‘Tat’ protein advances AIDS vaccine search

Rhesus monkeys immunized with an inactivated HIV protein called Tat toxoid showed markedly lower viral levels following infection with simian HIV, according to a report in this week’s on-line issue of the U.S. Proceedings of the National Academy of Sciences.

The study implies that the modified human protein should be added to current candidates for HIV vaccines and represents an important new direction in vaccine development.

“This research solidifies our belief that Tat toxoid plays a key role in inhibiting viral pathogenesis of HIV,” says Robert Gallo, director of the Institute for Human Virology in Baltimore. “We believe that Tat toxoid needs to be included in therapeutic or preventive HIV vaccines.”

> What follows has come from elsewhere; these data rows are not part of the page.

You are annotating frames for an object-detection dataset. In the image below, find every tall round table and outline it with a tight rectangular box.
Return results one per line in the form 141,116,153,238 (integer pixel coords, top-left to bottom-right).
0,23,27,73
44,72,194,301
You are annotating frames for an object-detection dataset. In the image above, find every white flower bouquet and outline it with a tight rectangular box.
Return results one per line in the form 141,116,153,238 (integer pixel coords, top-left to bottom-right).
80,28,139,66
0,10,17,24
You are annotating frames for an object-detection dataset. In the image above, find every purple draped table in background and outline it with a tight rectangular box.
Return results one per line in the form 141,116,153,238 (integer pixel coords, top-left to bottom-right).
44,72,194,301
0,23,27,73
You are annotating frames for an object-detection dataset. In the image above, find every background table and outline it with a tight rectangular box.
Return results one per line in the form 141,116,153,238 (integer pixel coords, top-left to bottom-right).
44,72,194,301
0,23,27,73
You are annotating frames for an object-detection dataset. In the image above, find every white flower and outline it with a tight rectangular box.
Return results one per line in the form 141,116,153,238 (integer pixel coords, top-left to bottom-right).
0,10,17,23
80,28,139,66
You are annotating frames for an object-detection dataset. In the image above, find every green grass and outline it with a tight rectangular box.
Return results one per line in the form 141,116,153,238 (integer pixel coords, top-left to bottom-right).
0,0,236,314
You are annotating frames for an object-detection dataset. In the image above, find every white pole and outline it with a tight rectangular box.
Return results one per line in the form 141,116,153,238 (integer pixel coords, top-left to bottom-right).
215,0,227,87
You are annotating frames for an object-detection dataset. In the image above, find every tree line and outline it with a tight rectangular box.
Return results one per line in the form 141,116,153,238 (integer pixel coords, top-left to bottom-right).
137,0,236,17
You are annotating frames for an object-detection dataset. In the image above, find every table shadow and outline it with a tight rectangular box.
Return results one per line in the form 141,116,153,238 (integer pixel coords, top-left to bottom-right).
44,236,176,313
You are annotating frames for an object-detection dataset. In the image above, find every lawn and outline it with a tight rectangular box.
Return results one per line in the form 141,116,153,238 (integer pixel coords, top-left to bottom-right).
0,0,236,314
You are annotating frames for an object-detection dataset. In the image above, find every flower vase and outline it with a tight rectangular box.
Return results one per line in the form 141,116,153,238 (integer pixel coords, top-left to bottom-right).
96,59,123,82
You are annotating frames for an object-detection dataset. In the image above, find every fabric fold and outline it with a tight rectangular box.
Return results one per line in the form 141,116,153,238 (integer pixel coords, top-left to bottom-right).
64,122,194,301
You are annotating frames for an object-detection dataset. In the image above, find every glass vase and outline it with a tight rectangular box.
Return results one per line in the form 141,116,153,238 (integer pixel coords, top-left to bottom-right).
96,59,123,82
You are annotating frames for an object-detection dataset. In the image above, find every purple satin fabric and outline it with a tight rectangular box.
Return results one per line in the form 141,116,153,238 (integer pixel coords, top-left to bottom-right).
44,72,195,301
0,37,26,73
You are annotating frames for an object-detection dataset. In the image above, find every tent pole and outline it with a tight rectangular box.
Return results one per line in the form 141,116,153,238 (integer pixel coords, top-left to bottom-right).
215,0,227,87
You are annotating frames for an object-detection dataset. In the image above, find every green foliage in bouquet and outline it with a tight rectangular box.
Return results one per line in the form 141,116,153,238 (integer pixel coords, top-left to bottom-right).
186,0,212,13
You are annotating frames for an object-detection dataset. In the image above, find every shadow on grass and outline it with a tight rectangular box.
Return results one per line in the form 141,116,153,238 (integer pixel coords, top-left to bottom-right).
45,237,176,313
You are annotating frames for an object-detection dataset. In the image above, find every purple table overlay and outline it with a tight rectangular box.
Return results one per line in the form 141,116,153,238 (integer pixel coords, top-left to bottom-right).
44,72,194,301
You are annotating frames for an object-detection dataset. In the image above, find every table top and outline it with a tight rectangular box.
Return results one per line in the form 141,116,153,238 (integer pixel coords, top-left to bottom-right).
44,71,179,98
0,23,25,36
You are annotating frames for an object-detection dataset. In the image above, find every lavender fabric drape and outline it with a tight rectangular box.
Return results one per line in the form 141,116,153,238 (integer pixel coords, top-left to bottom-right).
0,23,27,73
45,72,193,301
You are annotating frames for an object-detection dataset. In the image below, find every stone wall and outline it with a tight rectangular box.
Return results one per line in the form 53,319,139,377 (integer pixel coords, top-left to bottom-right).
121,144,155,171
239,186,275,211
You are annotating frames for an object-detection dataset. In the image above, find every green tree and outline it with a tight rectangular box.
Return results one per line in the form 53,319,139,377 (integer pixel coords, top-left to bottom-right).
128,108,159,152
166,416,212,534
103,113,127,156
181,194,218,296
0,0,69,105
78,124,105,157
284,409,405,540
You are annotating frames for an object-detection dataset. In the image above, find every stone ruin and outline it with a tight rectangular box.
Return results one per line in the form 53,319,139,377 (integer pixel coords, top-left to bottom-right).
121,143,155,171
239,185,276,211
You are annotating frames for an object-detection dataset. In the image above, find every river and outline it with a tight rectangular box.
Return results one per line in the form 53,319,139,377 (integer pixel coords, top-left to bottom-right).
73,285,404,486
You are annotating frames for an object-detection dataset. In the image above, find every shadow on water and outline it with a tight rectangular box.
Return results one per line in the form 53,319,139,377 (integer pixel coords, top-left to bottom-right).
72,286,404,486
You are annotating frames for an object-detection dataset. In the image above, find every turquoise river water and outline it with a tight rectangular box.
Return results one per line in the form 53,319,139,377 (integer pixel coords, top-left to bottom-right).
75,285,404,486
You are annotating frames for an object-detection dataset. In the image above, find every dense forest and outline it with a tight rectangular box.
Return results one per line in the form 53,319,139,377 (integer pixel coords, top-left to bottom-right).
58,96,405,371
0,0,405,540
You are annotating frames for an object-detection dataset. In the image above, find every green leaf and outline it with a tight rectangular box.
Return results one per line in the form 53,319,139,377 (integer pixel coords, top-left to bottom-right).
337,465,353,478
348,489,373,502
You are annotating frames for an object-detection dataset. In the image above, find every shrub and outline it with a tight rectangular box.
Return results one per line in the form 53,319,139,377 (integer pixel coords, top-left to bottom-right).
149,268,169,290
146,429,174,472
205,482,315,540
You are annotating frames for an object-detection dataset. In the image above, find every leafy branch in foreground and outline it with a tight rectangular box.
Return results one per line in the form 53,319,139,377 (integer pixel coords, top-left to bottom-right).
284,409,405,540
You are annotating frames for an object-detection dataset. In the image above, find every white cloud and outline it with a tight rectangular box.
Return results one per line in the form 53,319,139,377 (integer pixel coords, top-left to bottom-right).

Research teams led by David Pauza at UW–Madison and Daniel Zagury at the Université Pierre et Marie Curie in Paris collaborated with Institute scientists on the project. The study involved rhesus monkeys from the Wisconsin Regional Primate Research Center, one of eight primate centers in the country supported by the National Institutes of Health.

Because of the close relationship between HIV and a monkey-human combination of the virus, called simian/human immunodeficiency virus, or SHIV, rhesus monkeys have become a preferred model for scientists seeking an AIDS vaccine.

Earlier work from the laboratories of Gallo, Zagury, and others revealed that a protein called Tat, made in HIV-infected cells, is secreted during infection and contributes to viral spread and immune system destruction in humans.

In the current study, researchers chemically manipulated human Tat into inactivated Tat toxoid, immunized the monkeys and challenged them with SHIV. The test vaccine induced a strong immune response and blocked the damaging effects on host cells from the unaltered Tat in the virus. These defenses, in turn, led to a significant decrease of virus at the onset of infection.

Similar data from researchers in Rome, Italy, were reported in Nature Medicine.